In [1]:
import glob
import sklearn.metrics
import pandas as pd
import numpy as np
from tqdm import tqdm
import pathlib
import itertools
import os
from functools import partial

## Computing CIs for Overall Metrics

In [2]:
np.random.seed(0)

class Model():
    def __init__(self, path):
        self.name = os.path.splitext(os.path.basename(path))[0]
        self.type = os.path.basename(os.path.dirname(path))
        self.df = pd.read_csv(path, keep_default_na=False)


def single_replicate_all_models(models, metric_str, replicate_num):
    performances = {}
    for model in models:
        gt = model.df["label"]
        preds = model.df["prediction"]
        sample_ids = np.random.choice(len(gt), size=len(gt), replace=True)
        
        # Uncomment this for testing: 
        # Set sample_ids equal to gt.index and we should get metrics on the full test set.
        # sample_ids = gt.index
        
        y_true = gt.iloc[sample_ids].to_numpy().ravel()
        y_score = preds.iloc[sample_ids].to_numpy().ravel()
        if metric_str == 'acc':
            performance = sklearn.metrics.accuracy_score(y_true, y_score)
        elif metric_str == 'f1':
            performance = sklearn.metrics.f1_score(y_true, y_score, average="weighted")
        else:
            raise ValueError('Metric Not Defined')
        performances[model.name] = performance
    return performances


def multiple_replicate_all_models(models, num_replicates, metric_str):
    func = partial(single_replicate_all_models, models, metric_str)
    results = list(map(func, range(num_replicates)))
    return results


class ConfidenceGenerator():
    def __init__(self, confidence_level):
        self.records = []
        self.confidence_level = confidence_level

    @staticmethod
    def compute_cis(series, confidence_level):
        sorted_perfs = series.sort_values()
        lower_index = int(confidence_level/2 * len(sorted_perfs)) - 1
        upper_index = int((1 - confidence_level/2) * len(sorted_perfs)) - 1
        lower = round(sorted_perfs.iloc[lower_index], 3)
        upper = round(sorted_perfs.iloc[upper_index], 3)
        mean = round(sorted_perfs.mean(), 3)
        return lower, mean, upper

    def create_ci_record(self, perfs, name, perf_type):
        lower, mean, upper = ConfidenceGenerator.compute_cis(
            perfs, self.confidence_level)
        record = {"name": name,
                  "type": perf_type,
                  "lower": lower,
                  "mean": mean,
                  "upper": upper}
        self.records.append(record)

    def generate_cis(self, df):
        for name in df.columns:
            self.create_ci_record(df[name], name, 'individual')
            
        for name1, name2 in itertools.combinations(df.columns, 2):
            model_diffs = df[name1] - df[name2]
            self.create_ci_record(model_diffs, f"{name1}-{name2}", 'difference')

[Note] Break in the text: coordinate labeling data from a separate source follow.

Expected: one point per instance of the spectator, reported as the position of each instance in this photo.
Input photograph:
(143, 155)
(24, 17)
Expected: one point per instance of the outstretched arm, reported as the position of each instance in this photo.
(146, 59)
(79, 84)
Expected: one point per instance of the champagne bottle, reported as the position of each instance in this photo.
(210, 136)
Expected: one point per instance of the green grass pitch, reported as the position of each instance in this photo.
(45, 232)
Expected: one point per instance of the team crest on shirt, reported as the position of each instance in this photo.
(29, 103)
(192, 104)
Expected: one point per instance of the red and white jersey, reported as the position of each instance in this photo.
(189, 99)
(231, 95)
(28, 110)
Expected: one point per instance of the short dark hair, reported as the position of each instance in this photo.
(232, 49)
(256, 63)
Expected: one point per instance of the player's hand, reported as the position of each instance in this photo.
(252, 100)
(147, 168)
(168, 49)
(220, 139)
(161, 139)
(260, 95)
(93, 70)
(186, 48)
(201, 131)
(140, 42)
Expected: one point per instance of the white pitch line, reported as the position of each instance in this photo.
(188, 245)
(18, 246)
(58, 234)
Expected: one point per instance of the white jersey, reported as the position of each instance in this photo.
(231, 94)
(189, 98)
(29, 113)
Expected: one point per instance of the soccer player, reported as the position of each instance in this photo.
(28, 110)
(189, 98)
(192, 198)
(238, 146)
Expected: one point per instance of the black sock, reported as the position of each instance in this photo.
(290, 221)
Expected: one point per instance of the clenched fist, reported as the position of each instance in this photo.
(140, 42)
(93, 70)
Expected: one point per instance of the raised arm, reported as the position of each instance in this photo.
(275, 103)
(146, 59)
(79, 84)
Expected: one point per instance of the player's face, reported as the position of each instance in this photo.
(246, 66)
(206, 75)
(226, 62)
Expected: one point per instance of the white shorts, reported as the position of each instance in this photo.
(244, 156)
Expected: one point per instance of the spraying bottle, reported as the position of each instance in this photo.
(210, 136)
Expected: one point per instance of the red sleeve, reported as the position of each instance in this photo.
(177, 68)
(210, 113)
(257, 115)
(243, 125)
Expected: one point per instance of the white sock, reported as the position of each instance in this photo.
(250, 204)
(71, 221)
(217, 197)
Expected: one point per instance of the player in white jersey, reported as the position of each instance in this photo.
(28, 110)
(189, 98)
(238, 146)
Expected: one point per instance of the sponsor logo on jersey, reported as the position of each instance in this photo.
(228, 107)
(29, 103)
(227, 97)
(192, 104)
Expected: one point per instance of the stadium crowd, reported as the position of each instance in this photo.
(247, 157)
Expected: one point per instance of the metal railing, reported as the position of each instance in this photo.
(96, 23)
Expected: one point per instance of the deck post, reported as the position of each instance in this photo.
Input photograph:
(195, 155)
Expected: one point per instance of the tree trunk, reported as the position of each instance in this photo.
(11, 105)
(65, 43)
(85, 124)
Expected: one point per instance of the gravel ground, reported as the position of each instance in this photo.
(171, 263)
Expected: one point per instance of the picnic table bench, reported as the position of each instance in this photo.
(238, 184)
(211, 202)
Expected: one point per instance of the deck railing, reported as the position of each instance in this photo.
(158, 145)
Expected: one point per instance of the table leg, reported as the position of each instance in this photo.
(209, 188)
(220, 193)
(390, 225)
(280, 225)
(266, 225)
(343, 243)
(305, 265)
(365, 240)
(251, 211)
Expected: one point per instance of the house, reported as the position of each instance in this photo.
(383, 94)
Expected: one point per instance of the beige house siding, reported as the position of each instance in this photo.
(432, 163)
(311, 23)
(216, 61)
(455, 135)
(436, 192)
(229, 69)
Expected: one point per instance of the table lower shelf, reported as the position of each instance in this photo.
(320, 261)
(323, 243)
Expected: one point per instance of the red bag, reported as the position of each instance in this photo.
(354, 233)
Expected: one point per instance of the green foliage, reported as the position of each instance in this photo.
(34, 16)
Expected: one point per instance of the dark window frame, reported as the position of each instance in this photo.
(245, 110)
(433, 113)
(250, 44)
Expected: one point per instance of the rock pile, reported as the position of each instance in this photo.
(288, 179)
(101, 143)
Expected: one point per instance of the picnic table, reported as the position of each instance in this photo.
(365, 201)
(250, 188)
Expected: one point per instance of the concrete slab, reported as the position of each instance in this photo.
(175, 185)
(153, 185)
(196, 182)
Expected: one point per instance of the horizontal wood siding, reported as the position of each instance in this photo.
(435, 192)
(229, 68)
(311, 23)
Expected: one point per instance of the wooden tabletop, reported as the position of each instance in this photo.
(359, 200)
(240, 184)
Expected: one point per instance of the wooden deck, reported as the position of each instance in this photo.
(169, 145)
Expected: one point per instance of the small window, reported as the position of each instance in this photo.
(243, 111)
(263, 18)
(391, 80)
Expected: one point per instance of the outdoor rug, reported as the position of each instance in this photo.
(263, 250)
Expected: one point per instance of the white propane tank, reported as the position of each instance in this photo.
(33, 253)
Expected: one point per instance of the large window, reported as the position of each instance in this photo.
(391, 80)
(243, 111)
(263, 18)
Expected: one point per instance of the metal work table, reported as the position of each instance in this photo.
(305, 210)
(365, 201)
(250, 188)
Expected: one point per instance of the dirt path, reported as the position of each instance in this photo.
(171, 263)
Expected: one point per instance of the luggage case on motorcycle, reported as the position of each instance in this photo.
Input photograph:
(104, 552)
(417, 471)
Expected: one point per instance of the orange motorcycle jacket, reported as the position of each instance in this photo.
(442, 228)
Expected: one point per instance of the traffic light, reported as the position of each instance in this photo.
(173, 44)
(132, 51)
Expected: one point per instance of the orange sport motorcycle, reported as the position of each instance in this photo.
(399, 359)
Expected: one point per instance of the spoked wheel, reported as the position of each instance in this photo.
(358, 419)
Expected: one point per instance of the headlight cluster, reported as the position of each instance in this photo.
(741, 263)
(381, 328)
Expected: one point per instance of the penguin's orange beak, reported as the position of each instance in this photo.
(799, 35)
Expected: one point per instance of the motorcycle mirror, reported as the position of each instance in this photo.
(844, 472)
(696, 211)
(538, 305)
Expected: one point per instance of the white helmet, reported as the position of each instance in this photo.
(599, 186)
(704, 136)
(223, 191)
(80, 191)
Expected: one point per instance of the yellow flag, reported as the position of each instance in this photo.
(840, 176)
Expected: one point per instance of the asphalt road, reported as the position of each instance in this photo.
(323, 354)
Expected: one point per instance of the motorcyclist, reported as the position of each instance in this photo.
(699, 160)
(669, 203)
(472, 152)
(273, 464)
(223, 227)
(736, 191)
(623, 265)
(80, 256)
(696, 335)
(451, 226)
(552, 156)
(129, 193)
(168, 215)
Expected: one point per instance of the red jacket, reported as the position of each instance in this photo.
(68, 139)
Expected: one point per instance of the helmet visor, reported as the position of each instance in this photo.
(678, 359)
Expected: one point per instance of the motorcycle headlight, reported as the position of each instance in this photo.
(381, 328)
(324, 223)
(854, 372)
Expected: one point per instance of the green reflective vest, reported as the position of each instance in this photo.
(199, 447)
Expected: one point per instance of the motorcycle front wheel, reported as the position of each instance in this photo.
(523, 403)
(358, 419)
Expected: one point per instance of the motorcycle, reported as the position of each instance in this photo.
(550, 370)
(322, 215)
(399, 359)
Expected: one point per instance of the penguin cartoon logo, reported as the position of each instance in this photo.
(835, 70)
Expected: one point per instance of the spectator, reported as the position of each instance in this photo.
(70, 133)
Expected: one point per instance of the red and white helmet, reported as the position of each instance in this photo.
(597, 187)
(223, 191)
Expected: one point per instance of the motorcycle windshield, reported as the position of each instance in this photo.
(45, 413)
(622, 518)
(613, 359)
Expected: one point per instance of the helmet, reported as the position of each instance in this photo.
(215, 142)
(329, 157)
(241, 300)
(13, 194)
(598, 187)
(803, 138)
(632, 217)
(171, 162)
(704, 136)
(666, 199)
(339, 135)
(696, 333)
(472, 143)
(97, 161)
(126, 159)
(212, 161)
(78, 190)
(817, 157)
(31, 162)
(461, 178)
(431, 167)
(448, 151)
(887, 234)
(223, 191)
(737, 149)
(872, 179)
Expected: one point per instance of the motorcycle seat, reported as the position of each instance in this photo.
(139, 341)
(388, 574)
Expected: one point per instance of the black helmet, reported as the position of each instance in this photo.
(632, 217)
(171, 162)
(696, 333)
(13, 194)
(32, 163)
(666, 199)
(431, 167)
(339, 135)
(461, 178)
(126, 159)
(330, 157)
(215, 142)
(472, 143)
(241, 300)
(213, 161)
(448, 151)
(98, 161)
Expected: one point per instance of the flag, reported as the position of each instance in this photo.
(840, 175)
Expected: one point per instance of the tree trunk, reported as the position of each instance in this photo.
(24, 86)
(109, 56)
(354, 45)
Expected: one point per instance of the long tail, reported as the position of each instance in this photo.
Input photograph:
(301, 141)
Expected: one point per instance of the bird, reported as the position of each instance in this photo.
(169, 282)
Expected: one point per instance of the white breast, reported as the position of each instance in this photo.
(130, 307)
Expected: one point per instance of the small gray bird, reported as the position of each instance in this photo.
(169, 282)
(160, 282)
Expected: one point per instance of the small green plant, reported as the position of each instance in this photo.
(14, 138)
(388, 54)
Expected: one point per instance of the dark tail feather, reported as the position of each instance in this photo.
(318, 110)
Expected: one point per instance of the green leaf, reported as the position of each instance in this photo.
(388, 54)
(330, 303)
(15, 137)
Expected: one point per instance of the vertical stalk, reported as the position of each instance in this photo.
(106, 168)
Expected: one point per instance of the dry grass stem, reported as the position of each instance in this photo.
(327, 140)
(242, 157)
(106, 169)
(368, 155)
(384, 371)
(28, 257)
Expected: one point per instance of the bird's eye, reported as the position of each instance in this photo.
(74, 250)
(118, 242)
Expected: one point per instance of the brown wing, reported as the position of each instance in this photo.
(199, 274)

        df = pd.DataFrame.from_records(self.records)
        return df

def run_stage_1_models(models, num_replicates, metric_str, save_path):
    evaluations = multiple_replicate_all_models(
        models,
        num_replicates,
        metric_str)
    df = pd.DataFrame.from_records(evaluations)
    if save_path:
        df.to_csv(f"{save_path}.csv", index=False)


def run_stage1(num_replicates, metric_str, read_path, save_path=None):
    if metric_str in ['f1', 'acc']:
        model_paths = glob.glob(f'{read_path}/*.csv', recursive=True)
    else:
        raise ValueError("Metric path not defined")

    models = [Model(path) for path in model_paths]

    run_stage_1_models(models, num_replicates, metric_str, save_path)


def run_stage2(confidence_level, read_path, save_path=None):
    perfs = pd.read_csv(f"{read_path}.csv")
    cb = ConfidenceGenerator(confidence_level=confidence_level)
    df = cb.generate_cis(perfs)
    if save_path:
        df.to_csv(f"{save_path}.csv", index=False)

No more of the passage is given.